With a big smile, Belinda kissed Daisy’s cheek, but she didn’t say anything.
Quite a few of their fellow pupils also joined parents, while the rest filed into the reserved pews opposite. Tesler and Miss Bascombe stood at the back, on the outer edge of the boys’ and girls’ sections respectively, where they could keep an eye on their flocks. They waited till everyone was settled before they sat down. Daisy thought they both looked harassed and ill at ease. Twitchy was the word that came to mind. She wondered whether they had quarrelled, or perhaps that wretched Harriman had been making trouble for them.
Would the Committee that oversaw the school frown on their romance? Perhaps they were not sufficiently discreet about it, given that the children were apparently well aware of it.
Or perhaps just being in charge of keeping all those teenaged children quiet for an hour was enough to explain their anxiety.
More people had come in while Daisy’s thoughts were wandering.
Now the woman who had greeted and directed them, closed the door and went to take her seat in a space obviously saved for her on the front bench at right-angles to the school pews. The hushed room took on a deeper stillness.
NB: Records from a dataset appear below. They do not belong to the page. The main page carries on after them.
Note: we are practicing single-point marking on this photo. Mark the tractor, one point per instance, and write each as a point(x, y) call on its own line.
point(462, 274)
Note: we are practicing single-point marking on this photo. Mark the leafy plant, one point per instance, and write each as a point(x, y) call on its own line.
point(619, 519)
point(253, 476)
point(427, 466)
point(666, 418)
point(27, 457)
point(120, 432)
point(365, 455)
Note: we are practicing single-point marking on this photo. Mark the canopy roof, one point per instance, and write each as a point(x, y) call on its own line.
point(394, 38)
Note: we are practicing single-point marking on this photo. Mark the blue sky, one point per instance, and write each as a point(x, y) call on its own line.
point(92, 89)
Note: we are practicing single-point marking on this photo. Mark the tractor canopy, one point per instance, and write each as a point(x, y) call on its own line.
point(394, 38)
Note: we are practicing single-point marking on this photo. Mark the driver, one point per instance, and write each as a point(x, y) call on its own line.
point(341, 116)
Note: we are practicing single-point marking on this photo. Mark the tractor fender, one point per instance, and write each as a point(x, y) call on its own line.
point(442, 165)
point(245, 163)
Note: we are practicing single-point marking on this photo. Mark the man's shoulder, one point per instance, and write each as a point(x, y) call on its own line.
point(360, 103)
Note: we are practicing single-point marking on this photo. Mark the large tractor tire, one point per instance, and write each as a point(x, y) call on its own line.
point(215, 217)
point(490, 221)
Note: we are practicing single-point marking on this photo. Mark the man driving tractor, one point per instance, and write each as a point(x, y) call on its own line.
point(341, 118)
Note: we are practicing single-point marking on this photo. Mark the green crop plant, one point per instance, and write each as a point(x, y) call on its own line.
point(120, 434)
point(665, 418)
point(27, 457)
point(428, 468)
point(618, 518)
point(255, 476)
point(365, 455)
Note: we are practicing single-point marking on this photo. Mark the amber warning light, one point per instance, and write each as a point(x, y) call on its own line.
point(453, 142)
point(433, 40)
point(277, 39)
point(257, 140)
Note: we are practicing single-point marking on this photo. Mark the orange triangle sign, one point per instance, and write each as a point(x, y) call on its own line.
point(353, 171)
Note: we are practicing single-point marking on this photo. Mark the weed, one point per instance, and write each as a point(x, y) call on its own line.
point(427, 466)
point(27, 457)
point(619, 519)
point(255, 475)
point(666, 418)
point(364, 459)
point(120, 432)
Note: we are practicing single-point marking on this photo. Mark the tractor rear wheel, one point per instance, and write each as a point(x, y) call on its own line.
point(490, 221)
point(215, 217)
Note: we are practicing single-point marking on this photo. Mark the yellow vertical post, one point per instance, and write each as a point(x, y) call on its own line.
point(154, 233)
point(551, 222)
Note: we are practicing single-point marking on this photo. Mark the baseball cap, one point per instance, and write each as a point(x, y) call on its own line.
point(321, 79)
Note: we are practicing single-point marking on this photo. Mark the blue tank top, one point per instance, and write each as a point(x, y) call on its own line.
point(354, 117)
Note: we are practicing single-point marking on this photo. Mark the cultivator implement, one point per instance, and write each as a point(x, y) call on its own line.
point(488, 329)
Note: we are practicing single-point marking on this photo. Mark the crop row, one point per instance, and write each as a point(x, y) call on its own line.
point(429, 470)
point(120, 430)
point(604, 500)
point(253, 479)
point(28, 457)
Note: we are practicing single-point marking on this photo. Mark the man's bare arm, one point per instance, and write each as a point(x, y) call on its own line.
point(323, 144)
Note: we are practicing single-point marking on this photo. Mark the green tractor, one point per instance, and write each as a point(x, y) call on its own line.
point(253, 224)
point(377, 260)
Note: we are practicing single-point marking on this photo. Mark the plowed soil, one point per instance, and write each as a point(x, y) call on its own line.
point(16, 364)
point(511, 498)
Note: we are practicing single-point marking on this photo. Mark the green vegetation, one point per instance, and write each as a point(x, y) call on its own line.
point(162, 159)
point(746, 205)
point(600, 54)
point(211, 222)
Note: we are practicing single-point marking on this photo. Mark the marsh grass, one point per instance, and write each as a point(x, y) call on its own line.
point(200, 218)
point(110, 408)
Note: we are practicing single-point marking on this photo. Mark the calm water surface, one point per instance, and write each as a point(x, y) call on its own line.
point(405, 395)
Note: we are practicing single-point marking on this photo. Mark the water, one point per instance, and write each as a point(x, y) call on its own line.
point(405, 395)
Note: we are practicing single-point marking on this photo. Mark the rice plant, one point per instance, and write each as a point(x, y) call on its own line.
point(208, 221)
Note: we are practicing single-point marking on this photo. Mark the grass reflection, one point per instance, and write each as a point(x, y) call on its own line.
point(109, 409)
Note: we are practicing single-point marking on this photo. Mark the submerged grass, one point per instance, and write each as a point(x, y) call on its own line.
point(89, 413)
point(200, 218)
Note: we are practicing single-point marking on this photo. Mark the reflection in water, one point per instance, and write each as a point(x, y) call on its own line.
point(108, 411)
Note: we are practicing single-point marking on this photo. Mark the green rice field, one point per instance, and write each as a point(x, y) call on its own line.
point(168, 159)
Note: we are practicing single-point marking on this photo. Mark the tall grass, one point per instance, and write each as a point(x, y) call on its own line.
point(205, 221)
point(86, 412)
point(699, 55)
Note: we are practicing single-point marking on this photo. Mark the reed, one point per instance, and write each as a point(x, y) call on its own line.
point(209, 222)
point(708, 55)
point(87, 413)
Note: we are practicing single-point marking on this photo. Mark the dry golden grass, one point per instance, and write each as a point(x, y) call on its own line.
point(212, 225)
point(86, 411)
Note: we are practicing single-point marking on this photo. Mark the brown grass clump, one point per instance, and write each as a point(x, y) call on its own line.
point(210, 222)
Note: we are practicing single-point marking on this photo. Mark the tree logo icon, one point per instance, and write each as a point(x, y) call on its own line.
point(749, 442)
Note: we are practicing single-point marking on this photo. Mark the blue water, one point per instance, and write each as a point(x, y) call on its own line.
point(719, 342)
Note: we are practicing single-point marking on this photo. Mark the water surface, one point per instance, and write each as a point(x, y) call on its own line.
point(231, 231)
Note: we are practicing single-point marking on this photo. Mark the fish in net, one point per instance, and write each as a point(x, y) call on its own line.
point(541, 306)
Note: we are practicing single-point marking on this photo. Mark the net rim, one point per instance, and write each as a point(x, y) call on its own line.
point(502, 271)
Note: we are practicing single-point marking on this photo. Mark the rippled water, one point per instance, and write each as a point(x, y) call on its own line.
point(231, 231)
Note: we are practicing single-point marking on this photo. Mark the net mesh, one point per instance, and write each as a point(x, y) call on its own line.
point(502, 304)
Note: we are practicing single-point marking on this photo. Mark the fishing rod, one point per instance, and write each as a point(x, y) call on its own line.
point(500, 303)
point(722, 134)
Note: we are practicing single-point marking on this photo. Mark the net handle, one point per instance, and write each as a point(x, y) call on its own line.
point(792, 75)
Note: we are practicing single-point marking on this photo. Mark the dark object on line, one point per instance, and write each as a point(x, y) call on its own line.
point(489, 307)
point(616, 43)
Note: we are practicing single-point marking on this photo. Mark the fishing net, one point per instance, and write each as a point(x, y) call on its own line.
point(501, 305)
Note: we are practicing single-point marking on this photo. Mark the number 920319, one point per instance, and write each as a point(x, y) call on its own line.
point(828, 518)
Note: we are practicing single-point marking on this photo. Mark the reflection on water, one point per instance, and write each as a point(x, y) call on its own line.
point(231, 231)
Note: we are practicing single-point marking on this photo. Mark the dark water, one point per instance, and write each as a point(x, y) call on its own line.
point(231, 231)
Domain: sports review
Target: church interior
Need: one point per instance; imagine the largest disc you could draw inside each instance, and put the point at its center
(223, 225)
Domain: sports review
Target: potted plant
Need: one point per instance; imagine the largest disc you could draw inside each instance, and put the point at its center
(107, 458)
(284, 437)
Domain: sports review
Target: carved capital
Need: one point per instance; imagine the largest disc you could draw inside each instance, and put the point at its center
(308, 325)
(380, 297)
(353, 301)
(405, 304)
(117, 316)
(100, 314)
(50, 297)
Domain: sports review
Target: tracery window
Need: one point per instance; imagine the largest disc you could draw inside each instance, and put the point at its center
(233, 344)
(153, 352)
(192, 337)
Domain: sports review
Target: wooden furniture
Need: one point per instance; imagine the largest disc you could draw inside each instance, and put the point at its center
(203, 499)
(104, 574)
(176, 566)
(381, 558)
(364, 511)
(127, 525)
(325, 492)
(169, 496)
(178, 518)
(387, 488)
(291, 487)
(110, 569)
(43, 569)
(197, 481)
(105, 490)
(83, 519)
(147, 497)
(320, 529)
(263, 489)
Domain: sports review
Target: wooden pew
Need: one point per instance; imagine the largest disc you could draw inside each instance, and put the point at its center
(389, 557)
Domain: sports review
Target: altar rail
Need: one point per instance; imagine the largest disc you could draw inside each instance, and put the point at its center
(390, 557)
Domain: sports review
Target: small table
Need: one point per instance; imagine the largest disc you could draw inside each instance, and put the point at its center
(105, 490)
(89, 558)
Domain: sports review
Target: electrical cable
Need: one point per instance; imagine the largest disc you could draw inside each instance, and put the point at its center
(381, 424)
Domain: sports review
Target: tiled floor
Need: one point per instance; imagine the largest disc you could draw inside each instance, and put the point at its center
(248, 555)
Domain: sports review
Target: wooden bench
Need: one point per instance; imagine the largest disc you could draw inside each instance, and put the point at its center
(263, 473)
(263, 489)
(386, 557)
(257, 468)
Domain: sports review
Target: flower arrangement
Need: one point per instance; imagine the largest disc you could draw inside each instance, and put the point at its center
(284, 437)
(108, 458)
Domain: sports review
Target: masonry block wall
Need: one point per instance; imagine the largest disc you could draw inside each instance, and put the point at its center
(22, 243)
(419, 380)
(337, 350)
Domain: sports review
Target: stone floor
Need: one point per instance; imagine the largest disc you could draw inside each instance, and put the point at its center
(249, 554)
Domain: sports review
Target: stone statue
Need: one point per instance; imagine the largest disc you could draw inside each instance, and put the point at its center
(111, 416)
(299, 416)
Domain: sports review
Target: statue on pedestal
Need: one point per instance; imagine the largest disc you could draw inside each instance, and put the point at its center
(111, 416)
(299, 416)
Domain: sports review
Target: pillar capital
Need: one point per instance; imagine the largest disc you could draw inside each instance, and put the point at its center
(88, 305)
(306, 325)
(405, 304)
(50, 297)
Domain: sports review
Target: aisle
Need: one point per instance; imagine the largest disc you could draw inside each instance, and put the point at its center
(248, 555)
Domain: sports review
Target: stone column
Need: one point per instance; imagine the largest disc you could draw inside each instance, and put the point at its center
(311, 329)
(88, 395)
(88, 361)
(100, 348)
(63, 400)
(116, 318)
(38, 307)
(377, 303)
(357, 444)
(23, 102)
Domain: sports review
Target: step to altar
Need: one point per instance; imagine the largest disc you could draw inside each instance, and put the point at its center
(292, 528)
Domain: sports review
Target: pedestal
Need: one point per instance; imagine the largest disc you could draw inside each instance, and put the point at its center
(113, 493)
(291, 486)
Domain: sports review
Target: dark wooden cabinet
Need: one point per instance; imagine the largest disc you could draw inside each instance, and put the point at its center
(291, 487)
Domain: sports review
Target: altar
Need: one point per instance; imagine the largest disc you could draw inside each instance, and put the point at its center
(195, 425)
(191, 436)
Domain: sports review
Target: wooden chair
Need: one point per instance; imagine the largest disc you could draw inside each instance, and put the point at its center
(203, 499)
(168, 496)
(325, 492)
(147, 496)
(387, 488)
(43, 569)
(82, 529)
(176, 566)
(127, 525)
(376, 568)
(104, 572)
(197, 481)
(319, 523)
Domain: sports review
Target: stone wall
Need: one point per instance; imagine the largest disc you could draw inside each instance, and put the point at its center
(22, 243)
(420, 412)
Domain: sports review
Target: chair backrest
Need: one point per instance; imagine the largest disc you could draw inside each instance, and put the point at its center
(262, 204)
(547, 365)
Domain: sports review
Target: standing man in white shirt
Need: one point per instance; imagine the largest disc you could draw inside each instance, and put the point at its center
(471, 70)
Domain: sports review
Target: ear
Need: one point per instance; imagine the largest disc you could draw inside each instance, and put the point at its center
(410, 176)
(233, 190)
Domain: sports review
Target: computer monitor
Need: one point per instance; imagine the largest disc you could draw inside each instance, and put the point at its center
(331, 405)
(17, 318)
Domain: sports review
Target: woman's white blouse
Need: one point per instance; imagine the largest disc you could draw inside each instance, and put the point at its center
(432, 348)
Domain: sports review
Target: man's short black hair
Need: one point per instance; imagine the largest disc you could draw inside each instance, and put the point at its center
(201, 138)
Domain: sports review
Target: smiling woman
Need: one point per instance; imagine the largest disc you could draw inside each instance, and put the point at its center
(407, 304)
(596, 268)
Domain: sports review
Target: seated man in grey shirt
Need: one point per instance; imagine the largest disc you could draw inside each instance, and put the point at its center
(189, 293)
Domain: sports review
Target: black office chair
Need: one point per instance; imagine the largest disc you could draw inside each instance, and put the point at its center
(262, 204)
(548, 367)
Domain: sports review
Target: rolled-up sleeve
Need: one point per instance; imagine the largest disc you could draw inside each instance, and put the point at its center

Though the loud, slow tick of the clock on the wall intruded, clearly it was time to turn one’s mind to higher things.
Despite her best intentions, Daisy’s continued to wander. She soon ceased to notice the clock and started to wonder what Alec was doing. Was he any nearer to solving the triple murder? Perhaps he had already arrested someone and would join them in Saffron Walden for the afternoon. They had better go back to the hotel after Meeting to see if there was a message from him. If he didn’t know by then, it would be too late to make the journey worthwhile. He might as well stay at home with the twins.
A man in front of her stood up and prayed for Mahatma Gandhi’s success in his path to peaceful reform. From the corner of her eye, Daisy saw Sakari’s shoulders relax their tautness. She hadn’t realised her friend was feeling uncomfortable in these surroundings, unsure of her welcome.
Tesler, also, regained his characteristic serenity in the course of the Meeting, absorbed in meditation. Daisy wondered whether he would notice his charges misbehaving, as long as they didn’t make a lot of noise.
In the next half-hour, several people stood and spoke. Some had an overtly Christian message, others talked about an act of kindness they had witnessed, or something inspiring they had read. One ancient woman rambled on for several minutes in a mumble Daisy couldn’t make out at all, but on the whole, she found plenty of food for reflection during the periods of silence. Then the small children thundered down the stairs from Sunday School. They were very well-behaved, but inevitably a bit restless, as Bel had foretold.
A short, stout, balding man rose and said gloomily: ‘“Suffer little children, and forbid them not to come unto me, for of such is the kingdom of heaven.”’ As he sat down, Daisy wondered whether he did the same every week, just to remind himself.